$r'=\sqrt {(x'-x)^2+(y'-y)^2+(z'-z)^2}$
$\nabla = \frac {\partial}{\partial x'}+\frac {\partial}{\partial y'}+\frac {\partial}{\partial z'}$
I was studying Poisson's equation in 3D see this link and I stumbled upon the following identity:
$\int_{-\infty}^{\infty} \int_{-\infty}^{\infty} \int_{-\infty}^{\infty} \frac {\partial f(x',y',z')}{\partial x'}\frac {x'-x}{4\pi r'^3}dx'dy'dz'+\int_{-\infty}^{\infty} \int_{-\infty}^{\infty} \int_{-\infty}^{\infty} \frac {\partial f(x',y',z')}{\partial y'}\frac {y'-y}{4\pi r'^3}dx'dy'dz'+$ $\int_{-\infty}^{\infty} \int_{-\infty}^{\infty} \int_{-\infty}^{\infty} \frac {\partial f(x',y',z')}{\partial z'}\frac {z'-z}{4\pi r'^3}dx'dy'dz'=-f(x,y,z)$ $\quad$ if $f(x,y,z)$ satisfies the conditions stated in the link.
Infact the identity is equivalent to $\int_{-\infty}^{\infty} \int_{-\infty}^{\infty} \int_{-\infty}^{\infty} \nabla .( f\frac {x'-x}{4\pi r'^3}+f\frac {y'-y}{4\pi r'^3}+f\frac {x'-x}{4\pi r'^3})dx'dy'dz'=-f(x,y,z)$ because $\nabla .(\frac {x'-x}{4\pi r'^3}+\frac {y'-y}{4\pi r'^3}+\frac {x'-x}{4\pi r'^3})=0$
It is not difficult to show that if $f(x',y'z')=f(x'^2+y'^2+z'^2)$, and the integral above exist, then the identity is true.

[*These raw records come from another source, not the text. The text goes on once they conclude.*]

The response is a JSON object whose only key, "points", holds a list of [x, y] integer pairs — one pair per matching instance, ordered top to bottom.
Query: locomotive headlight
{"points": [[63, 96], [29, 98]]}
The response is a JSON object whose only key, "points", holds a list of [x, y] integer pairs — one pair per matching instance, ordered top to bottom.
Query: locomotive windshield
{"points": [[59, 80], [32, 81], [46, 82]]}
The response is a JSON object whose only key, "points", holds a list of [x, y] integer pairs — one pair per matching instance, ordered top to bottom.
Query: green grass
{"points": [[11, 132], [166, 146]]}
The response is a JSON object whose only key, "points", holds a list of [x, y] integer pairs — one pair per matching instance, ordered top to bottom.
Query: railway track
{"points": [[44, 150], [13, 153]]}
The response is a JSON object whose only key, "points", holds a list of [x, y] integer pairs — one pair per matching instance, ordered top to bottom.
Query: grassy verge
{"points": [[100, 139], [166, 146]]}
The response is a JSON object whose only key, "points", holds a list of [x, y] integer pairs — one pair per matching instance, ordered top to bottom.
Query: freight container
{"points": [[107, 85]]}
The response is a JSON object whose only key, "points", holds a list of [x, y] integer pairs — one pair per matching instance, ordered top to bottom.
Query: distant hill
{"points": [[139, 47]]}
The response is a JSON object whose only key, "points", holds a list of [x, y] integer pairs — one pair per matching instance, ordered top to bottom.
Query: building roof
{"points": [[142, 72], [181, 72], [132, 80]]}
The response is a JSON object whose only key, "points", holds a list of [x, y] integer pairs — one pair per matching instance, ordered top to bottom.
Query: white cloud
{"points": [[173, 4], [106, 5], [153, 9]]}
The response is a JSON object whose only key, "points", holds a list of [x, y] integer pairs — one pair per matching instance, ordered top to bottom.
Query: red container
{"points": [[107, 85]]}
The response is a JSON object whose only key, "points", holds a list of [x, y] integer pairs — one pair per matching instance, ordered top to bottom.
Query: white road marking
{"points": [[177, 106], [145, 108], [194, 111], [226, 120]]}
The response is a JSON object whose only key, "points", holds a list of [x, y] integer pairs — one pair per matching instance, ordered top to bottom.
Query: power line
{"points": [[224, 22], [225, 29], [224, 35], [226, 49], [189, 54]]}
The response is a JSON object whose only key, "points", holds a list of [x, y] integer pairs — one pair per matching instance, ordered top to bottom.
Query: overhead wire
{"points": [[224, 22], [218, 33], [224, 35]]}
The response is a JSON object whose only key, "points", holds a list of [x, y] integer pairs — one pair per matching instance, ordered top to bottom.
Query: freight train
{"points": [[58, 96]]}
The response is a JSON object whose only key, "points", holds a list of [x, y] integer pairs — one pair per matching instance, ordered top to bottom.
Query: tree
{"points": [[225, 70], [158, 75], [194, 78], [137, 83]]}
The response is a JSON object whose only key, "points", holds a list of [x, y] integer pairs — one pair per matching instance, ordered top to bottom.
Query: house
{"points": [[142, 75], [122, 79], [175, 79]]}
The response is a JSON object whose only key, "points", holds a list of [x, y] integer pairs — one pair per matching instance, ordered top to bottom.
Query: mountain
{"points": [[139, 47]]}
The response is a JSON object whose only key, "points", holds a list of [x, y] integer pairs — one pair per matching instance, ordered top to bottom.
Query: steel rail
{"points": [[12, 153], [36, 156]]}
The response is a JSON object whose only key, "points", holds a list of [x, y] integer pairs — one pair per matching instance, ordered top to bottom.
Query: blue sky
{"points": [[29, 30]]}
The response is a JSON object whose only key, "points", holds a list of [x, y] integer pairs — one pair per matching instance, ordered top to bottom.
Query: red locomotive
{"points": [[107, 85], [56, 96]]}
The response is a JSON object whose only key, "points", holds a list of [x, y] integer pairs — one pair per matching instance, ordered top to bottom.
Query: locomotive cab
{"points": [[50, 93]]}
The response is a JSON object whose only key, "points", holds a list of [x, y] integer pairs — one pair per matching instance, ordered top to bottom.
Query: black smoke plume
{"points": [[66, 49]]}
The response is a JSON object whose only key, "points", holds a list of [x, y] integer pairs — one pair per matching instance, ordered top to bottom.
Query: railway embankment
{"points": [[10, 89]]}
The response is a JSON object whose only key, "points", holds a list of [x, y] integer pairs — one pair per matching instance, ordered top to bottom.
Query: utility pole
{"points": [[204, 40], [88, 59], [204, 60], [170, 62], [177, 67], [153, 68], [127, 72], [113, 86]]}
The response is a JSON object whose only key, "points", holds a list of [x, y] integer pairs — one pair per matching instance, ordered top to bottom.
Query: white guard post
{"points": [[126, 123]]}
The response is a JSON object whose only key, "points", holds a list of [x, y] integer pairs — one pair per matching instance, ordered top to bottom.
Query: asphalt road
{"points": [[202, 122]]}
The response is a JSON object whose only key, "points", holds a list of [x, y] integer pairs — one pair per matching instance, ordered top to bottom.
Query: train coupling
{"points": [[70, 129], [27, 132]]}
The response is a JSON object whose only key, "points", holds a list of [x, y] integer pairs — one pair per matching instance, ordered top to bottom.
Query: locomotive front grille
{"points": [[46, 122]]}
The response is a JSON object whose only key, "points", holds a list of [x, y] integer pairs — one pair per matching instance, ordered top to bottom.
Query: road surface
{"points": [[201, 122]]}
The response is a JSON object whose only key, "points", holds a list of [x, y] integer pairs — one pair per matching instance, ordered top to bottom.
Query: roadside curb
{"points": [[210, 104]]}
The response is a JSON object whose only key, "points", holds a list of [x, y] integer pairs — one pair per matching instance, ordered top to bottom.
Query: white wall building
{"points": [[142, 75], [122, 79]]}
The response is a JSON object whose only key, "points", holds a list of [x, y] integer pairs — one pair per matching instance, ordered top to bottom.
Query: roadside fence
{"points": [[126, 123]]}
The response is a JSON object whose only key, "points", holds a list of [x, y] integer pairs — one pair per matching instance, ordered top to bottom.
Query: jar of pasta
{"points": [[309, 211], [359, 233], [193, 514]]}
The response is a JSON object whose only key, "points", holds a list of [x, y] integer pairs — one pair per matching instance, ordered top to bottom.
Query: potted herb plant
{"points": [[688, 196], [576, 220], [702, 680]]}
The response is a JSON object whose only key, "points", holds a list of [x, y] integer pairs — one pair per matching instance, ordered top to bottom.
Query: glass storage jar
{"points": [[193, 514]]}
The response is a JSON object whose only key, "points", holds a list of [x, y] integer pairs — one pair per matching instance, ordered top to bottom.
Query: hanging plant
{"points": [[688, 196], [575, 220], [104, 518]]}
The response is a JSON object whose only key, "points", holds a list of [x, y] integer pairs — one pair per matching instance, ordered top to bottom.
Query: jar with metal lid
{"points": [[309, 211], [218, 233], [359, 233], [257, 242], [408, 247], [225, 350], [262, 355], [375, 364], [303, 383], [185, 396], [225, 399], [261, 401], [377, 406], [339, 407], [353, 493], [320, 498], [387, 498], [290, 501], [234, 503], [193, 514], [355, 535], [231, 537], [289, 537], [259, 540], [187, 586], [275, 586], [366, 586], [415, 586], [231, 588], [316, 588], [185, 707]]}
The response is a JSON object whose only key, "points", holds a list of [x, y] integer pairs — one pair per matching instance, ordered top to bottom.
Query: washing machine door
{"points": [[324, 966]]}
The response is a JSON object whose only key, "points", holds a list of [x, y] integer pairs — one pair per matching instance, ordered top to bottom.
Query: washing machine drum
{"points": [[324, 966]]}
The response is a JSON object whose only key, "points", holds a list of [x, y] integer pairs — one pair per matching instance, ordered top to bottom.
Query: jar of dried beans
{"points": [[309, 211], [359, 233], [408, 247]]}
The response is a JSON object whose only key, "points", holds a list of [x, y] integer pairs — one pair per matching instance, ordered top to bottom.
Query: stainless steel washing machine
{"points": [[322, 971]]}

I did this by simply converting the divergence to polar coordinates and did the integration in polar coordinates.Ofcourse It has already been shown in the link $f(x'^2+y'^2+z'^2,\theta, \varphi)$ can still depend on $\theta$, $\varphi$ and the identity is still valid under the stated conditions. The conditions stated in the link are too restrictive I think.
My question is under which conditions is the identity always true?